7.02 CONDITIONS. Each Lender may assign or delegate all or any
portion of its interest in and rights and obligations under this Agreement and
the other Financing Documents to any other Person (who will thereupon become a
Lender and/or a Committed Lender as provided in Section 7.01), or grant a
participating or beneficial interest in this Agreement and the other Financing
Documents to any other Person (a "PARTICIPANT"), subject to the following
conditions:
(a) SECURITIES LAWS. Such assignment, delegation or
participation is not made under such circumstances as may constitute a violation
of the 1933 Act or regulations thereunder, or any other applicable securities
laws.
(b) PARTICIPATING AGENT. In the case of any such
participating or beneficial interest, the granting Lender enters into an agency
relationship with all Participants of such Lender, pursuant to which such
Lender, as agent (in such capacity, the "PARTICIPATING AGENT"), will administer
its interest with respect to the Loans and the Notes on behalf of itself as a
Lender and all of its Participants. All payments to be made by Borrower for the
benefit of such Lender under this Agreement and the other Financing Documents
will be made to such Lender, as the Participating Agent, and all communications
by Borrower to such Lender or any of its Participants will be addressed to or in
the care of the Participating Agent. If the granting Lender is a Committed
Lender, then no such participating or beneficial interest will reduce such
Lender's Commitment or obligation to make Loans or create, as between Borrower
and any Participant, a right to require, or an obligation of, such Participant
to make any Loan or portion thereof.
7.03 FURTHER ASSURANCE. Borrower will, from time to time at the
request of any Lender, execute and deliver to such Lender or to such party or
parties as such Lender may designate any and all further instruments (including
substitute or replacement Notes) as may in
38
the opinion of such Lender be reasonably necessary or advisable to give full
force and effect to any transfer contemplated by this Article VII.
ARTICLE VIII
MISCELLANEOUS
8.01 MODIFICATIONS, AMENDMENTS OR WAIVERS. The provisions of this
Agreement, the Notes and the other Core Financing Documents may be modified,
amended or waived, but only by a written instrument signed by Borrower and
Requisite Lenders (and, in the case of the Intercreditor Agreement, any Pledge
Agreement or any agreement, instrument or document delivered thereunder, the
Collateral Agent and, if required by the terms thereof, the Trustee), except
Sections 6.01(a) and 6.02(a), and all provisions of this Agreement relating to
the rate at which interest accrues on the Loans and the Notes or the times at
which such interest becomes payable or the rate at which the Loans or the Notes
are to be repaid, may be amended only with the prior written consent of Borrower
and all Lenders and Committed Lenders.
8.02 NO IMPLIED WAIVERS; CUMULATIVE REMEDIES; WRITING REQUIRED. No
delay or failure of any Lender or the Collateral Agent in exercising any right,
power or remedy under this Agreement or any other Financing Document will affect
or operate as a waiver thereof, nor will any single or partial exercise thereof
or any abandonment or discontinuance of steps to enforce such a right, power or
remedy preclude any further exercise thereof, or of any other right, power or
remedy. The rights and remedies of each Lender and the Collateral Agent under
this Agreement and each other Financing Document are cumulative and not
exclusive of any rights or remedies which it would otherwise have. Any waiver,
permit, consent or approval of any kind or character on the part of any Lender
of any breach or default or any such waiver of any provision or condition of
this Agreement or any other Financing Document must be in writing and will be
effective only to the extent in such writing specifically set forth.

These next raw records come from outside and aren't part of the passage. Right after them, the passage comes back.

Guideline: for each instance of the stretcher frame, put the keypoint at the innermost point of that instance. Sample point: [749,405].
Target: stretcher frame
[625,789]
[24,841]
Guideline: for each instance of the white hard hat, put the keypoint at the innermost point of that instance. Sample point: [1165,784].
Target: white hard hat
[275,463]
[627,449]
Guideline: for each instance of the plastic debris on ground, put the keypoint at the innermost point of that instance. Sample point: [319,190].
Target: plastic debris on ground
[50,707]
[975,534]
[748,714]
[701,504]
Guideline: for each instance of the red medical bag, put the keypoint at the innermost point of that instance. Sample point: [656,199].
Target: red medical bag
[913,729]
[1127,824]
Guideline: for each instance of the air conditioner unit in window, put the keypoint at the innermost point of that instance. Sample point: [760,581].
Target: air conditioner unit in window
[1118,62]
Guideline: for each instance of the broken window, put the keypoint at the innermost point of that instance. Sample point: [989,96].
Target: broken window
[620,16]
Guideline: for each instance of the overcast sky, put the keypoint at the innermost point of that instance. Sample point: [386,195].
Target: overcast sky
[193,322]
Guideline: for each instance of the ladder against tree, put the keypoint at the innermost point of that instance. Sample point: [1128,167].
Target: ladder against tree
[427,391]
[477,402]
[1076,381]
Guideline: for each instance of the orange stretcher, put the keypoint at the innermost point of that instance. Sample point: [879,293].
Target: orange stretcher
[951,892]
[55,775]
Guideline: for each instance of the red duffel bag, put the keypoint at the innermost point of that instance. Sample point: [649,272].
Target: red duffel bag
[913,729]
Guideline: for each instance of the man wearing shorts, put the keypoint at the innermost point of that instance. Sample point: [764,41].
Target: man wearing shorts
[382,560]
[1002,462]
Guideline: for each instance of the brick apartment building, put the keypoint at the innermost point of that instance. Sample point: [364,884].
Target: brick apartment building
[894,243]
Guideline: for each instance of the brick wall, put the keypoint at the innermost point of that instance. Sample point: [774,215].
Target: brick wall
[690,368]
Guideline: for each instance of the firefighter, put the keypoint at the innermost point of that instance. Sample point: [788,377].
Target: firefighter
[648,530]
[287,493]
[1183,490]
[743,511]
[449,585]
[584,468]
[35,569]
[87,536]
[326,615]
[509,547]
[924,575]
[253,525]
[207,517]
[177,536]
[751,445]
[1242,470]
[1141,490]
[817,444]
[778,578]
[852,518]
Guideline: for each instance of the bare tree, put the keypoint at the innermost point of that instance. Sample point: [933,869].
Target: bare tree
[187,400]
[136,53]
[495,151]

8.03 REIMBURSEMENT OF EXPENSES; TAXES. Borrower will upon demand
pay or reimburse TDI and Vanguard for all reasonable out-of-pocket expenses,
including fees and expenses of counsel for TDI or Vanguard, from time to time
(i) arising in connection with the preparation and execution of this Agreement
and the other Financing Documents (which amount will be limited to $35,000 in
the case of Vanguard, in respect of this Agreement, the other Financing
Documents and the PWH Loan Documents), (ii) relating to any amendments, waivers
or consents pursuant to the provisions hereof or thereof, (iii) arising in
connection with any partial or total repayment of the Loans or Notes, or
(iv) arising in connection with the enforcement of the provisions of this
Agreement or any other Financing Document. Borrower will pay and save each
Lender harmless from all liability for any stamp or other similar taxes which
may be payable in connection with this Agreement and the other Financing
Documents or the performance of any transactions contemplated hereby or thereby
(but excluding any franchise tax, income tax, gross receipts tax or other
similar tax).
8.04 HOLIDAYS. Whenever any payment or action to be made or taken
under this Agreement or any other Loan Document is stated to be due or required
to be taken on a day which is not a Business Day, such payment or action will be
made or taken on the next following
39
Business Day, and such extension of time will be included in computing interest
or fees, if any, in connection with such payment or action.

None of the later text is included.